Nvidia CEO Jensen Huang said the chipmaker expects to sell $1 trillion worth of Blackwell and Rubin chips by 2027 as demand shifts from training AI models to running them in real-world applications across data centers, software platforms and autonomous vehicles.
At Nvidia’s annual GTC conference on Monday, he declared the dawn of the “Age of Inference,” unveiling new hardware and software aimed at dramatically accelerating how AI models respond to user queries.

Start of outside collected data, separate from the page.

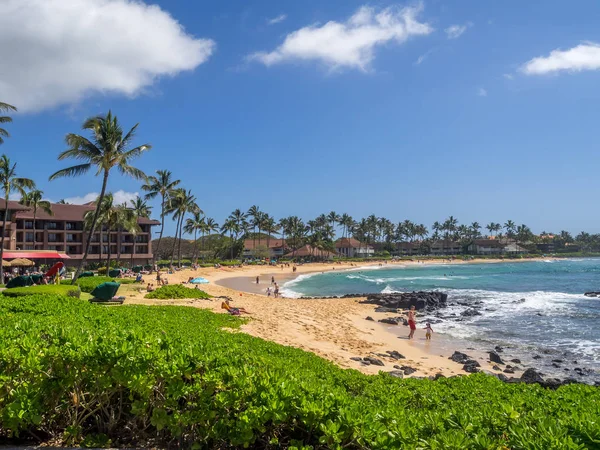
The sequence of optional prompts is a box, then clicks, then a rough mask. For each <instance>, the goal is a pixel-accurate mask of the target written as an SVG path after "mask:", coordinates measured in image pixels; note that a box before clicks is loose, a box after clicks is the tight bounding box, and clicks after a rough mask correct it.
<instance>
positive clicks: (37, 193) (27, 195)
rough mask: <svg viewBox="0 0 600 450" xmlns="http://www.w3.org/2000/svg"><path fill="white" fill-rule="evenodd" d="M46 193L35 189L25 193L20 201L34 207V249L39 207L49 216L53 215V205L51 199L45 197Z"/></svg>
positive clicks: (33, 207) (35, 241)
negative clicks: (36, 218) (45, 198)
mask: <svg viewBox="0 0 600 450" xmlns="http://www.w3.org/2000/svg"><path fill="white" fill-rule="evenodd" d="M43 196H44V193H43V192H42V191H40V190H39V189H34V190H33V191H30V192H28V193H26V194H25V195H23V197H22V198H21V200H20V201H19V203H20V204H21V205H24V206H27V207H28V208H31V209H33V249H34V250H35V248H36V240H35V238H36V233H35V219H36V217H37V212H38V209H41V210H42V211H44V212H45V213H46V214H48V215H49V216H53V215H54V213H53V212H52V205H51V203H50V202H49V201H47V200H44V199H43Z"/></svg>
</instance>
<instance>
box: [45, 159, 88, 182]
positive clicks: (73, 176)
mask: <svg viewBox="0 0 600 450" xmlns="http://www.w3.org/2000/svg"><path fill="white" fill-rule="evenodd" d="M91 167H92V165H91V164H90V163H86V164H79V165H78V166H72V167H67V168H66V169H61V170H59V171H58V172H55V173H53V174H52V175H50V178H49V180H50V181H52V180H56V179H57V178H64V177H76V176H79V175H82V174H84V173H87V172H88V171H89V170H90V168H91Z"/></svg>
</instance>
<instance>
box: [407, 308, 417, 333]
mask: <svg viewBox="0 0 600 450" xmlns="http://www.w3.org/2000/svg"><path fill="white" fill-rule="evenodd" d="M408 326H409V327H410V334H409V335H408V338H409V339H412V338H413V337H414V336H415V330H416V329H417V321H416V312H415V305H413V306H411V307H410V309H409V310H408Z"/></svg>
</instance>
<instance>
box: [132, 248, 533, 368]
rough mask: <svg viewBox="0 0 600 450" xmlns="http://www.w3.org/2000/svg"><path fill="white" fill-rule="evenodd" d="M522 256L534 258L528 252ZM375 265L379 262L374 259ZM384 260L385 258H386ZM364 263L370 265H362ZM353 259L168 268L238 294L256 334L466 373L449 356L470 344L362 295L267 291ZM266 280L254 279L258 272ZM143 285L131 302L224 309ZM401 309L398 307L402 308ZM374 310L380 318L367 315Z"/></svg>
mask: <svg viewBox="0 0 600 450" xmlns="http://www.w3.org/2000/svg"><path fill="white" fill-rule="evenodd" d="M524 261H532V260H531V259H529V260H524ZM473 262H475V263H481V262H485V263H494V262H506V261H503V260H489V259H487V260H474V261H469V262H464V261H453V262H451V263H450V262H444V261H439V260H436V261H423V262H422V263H417V262H416V261H415V262H412V261H402V262H395V263H392V262H388V264H389V265H413V264H415V265H416V264H468V263H473ZM374 264H375V265H379V264H380V263H377V262H375V263H374ZM381 264H385V263H381ZM363 266H364V265H363ZM355 267H356V265H351V264H350V263H342V264H333V263H326V264H306V265H300V266H297V272H296V273H293V272H292V267H291V266H290V267H284V268H283V269H281V268H280V267H279V266H277V267H273V266H244V267H240V268H226V267H222V268H200V269H197V270H182V271H177V272H175V273H174V274H171V275H168V276H167V278H168V279H169V283H170V284H173V283H181V282H183V281H187V280H188V279H189V278H190V277H197V276H201V277H204V278H206V279H207V280H209V282H210V283H209V284H207V285H202V286H201V288H202V289H203V290H205V291H206V292H207V293H209V294H211V295H213V296H228V297H231V298H232V299H233V304H234V306H239V307H243V308H246V309H247V310H248V311H250V312H251V313H252V315H251V316H249V317H251V320H250V321H249V322H248V324H246V325H244V326H243V328H242V330H243V331H244V332H246V333H248V334H251V335H253V336H257V337H260V338H262V339H266V340H270V341H273V342H277V343H279V344H282V345H289V346H293V347H297V348H301V349H303V350H306V351H310V352H313V353H315V354H317V355H320V356H322V357H323V358H326V359H329V360H331V361H333V362H335V363H336V364H338V365H339V366H340V367H344V368H353V369H357V370H360V371H361V372H363V373H367V374H374V373H378V372H379V371H380V370H383V371H392V370H395V369H394V366H395V365H396V366H410V367H412V368H415V369H417V371H416V372H415V373H414V374H413V376H431V375H435V374H437V373H441V374H443V375H445V376H452V375H458V374H464V373H465V372H463V371H462V366H461V365H459V364H457V363H454V362H453V361H451V360H449V359H448V357H449V356H450V355H451V354H452V352H453V351H454V350H459V351H464V350H465V349H464V348H461V347H460V346H459V345H457V346H453V343H452V342H451V341H449V338H447V337H446V336H444V335H439V334H436V335H434V338H433V340H431V341H426V340H425V332H424V331H423V329H422V327H423V326H424V324H418V329H417V332H416V335H415V339H414V340H411V341H409V340H408V339H406V338H404V335H408V327H404V326H401V325H399V326H396V327H394V329H393V330H391V329H390V327H391V326H389V325H383V324H381V323H378V322H377V321H378V320H379V319H382V318H384V317H388V316H391V314H386V313H376V312H375V311H374V309H375V307H374V306H373V305H366V304H360V303H359V301H360V300H361V299H359V298H356V299H355V298H347V299H326V300H324V299H302V300H298V299H287V298H278V299H275V298H273V297H267V296H266V295H265V294H264V293H265V291H266V289H267V287H268V286H270V285H271V277H272V276H273V277H275V281H276V282H277V283H278V284H279V285H280V286H282V285H283V283H285V282H286V281H288V280H290V279H293V278H294V277H295V276H298V275H301V274H307V273H317V272H328V271H332V270H347V269H351V268H355ZM257 276H258V277H259V281H260V283H259V284H258V285H257V284H256V277H257ZM143 294H145V291H144V290H141V291H140V292H131V293H128V295H127V297H128V299H127V302H126V303H141V304H167V305H181V306H192V307H196V308H205V309H211V310H213V311H215V312H217V313H223V310H222V309H221V301H220V300H218V299H215V300H213V301H208V300H161V301H158V300H147V299H144V298H143ZM396 315H397V314H396ZM367 316H371V317H372V318H373V319H374V321H368V320H366V319H365V318H366V317H367ZM387 351H397V352H399V353H401V354H402V355H404V356H405V359H401V360H398V361H396V360H394V359H392V358H391V357H385V356H383V355H385V354H386V352H387ZM470 354H471V355H472V356H473V357H475V358H476V359H478V360H479V362H480V364H481V366H482V367H481V368H482V369H483V370H486V371H489V372H494V370H493V369H492V364H490V363H489V362H488V361H487V357H486V355H485V354H483V353H481V354H476V353H474V352H470ZM367 356H372V357H376V358H378V359H381V360H382V361H383V362H384V364H385V365H384V366H383V367H381V366H374V365H368V366H365V365H362V364H361V363H360V362H357V361H354V360H352V359H351V358H353V357H367Z"/></svg>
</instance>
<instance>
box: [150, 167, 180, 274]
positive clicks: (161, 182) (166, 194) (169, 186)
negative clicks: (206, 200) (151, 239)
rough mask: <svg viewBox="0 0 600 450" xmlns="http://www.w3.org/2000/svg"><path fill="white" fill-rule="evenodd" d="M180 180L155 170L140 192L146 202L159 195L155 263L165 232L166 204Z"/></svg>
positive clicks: (154, 262) (163, 171)
mask: <svg viewBox="0 0 600 450" xmlns="http://www.w3.org/2000/svg"><path fill="white" fill-rule="evenodd" d="M180 182H181V181H180V180H173V174H172V173H171V172H169V171H168V170H157V171H156V175H152V176H150V177H148V179H147V181H146V184H144V185H143V186H142V190H144V191H146V192H147V194H146V195H145V198H146V199H147V200H150V199H153V198H155V197H157V196H159V195H160V234H159V236H158V243H157V245H156V251H155V252H154V261H153V263H156V256H157V255H158V250H159V249H160V241H161V240H162V235H163V232H164V230H165V212H166V209H167V206H168V204H167V202H168V201H169V199H170V196H171V193H172V191H173V190H174V189H175V188H176V187H177V186H178V185H179V183H180Z"/></svg>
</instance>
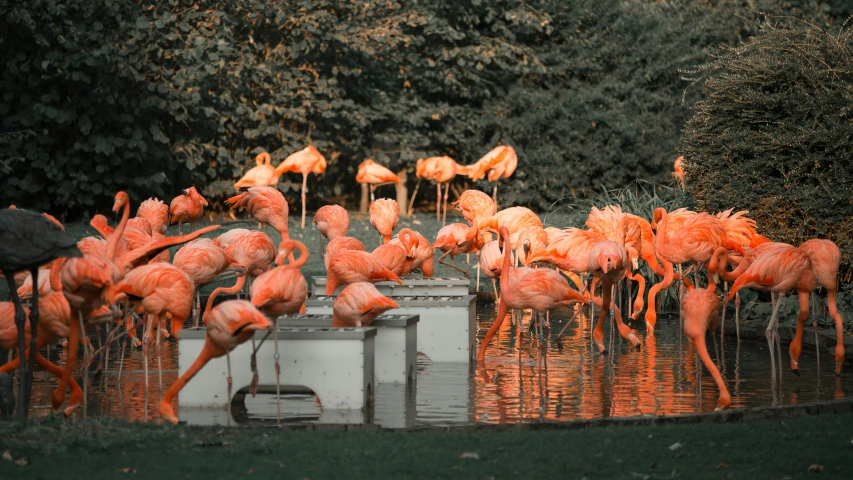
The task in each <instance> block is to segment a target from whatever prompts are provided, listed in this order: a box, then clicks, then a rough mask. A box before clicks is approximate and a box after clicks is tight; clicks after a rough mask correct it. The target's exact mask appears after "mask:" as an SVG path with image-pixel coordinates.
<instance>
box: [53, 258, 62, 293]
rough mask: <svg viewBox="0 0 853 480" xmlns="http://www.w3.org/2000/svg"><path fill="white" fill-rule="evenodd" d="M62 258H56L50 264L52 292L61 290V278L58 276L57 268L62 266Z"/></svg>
mask: <svg viewBox="0 0 853 480" xmlns="http://www.w3.org/2000/svg"><path fill="white" fill-rule="evenodd" d="M62 263H63V259H62V258H57V259H56V260H54V261H53V264H51V266H50V289H51V290H53V291H54V292H61V291H62V280H61V279H60V278H59V270H60V268H61V267H62Z"/></svg>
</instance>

Speaking to more than 30,000 attendees at the SAP Center in San Jose, Huang introduced the Nvidia Groq 3 LPX rack, a system designed specifically for inference workloads. The servers combine 72 of Nvidia’s next-generation Vera Rubin systems with 256 language processing units (LPUs) from startup Groq, whose technology Nvidia licensed in a $20 billion deal in December.
The system can generate up to 700 million tokens per second, which Nvidia says is roughly 350 times faster than its previous Hopper-generation GPUs. The new architecture also features far more high-bandwidth memory to address bottlenecks common in inference workloads.
Nvidia also unveiled four new partners for its autonomous driving business: China’s BYD and Geely and Japan’s Nissan and Isuzu. They plan to use Nvidia’s Drive Hyperion platform to develop Level 4 autonomous vehicles, which do not need human help when traversing predefined areas.